They’re called “grey divorcees.” Men and women who divorced in their 50s or later, and now they’re struggling with money.
While most of the media coverage about divorce focuses on younger couples with children, and the financial burden that involves, it turns out there’s never a good time for marriages to disintegrate.
A new survey by the Investors Group reveals80 per cent of grey divorcees plan to delay retirement because they need to work longer than planned – and 62 percent say their post-divorce savings and investments aren’t enough to fund their retirement.

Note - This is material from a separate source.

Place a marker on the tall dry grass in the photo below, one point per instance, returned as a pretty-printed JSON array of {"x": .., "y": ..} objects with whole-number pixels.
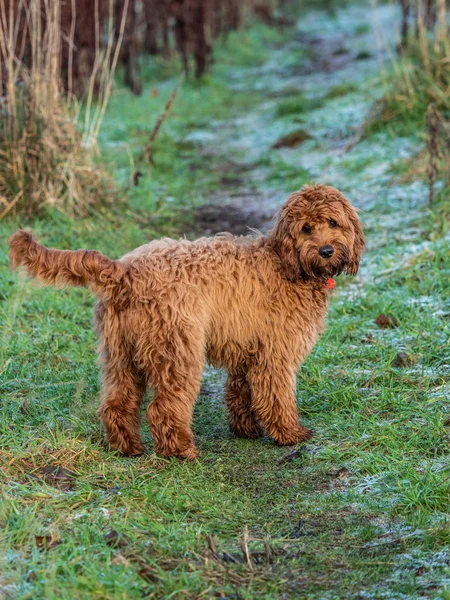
[
  {"x": 419, "y": 74},
  {"x": 47, "y": 142}
]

“Going through a divorce can be difficult at any age, but older couples face unique challenges in retirement planning as a result of later-in-life separations,” says Christine Van Cauwenberghe, assistant vice-president of tax and estate planning at Investors Group. “With limited earning power and less time to recoup their financial losses, grey divorcees need to re-visit their financial plans.”
Other survey findings…
Fifty-four percent of those who divorced at or past the age of 50 found it difficult to make financial decisions surrounding their divorce, and when it came to organizing their finances post-divorce or separation, almost one-third (31 per cent) found this task overwhelming.
Jeffrey Schwartz, executive director of Consolidated Credit Counseling Services of Canada, isn’t surprised at these findings.
“Divorce is a common cause of financial distress for many of our clients,” Schwartz says. “It’s hard enough to split joint property and figure out your individual finances. But when you add in the emotional stress from such a difficult decision, many people find themselves dealing with overwhelming debt.”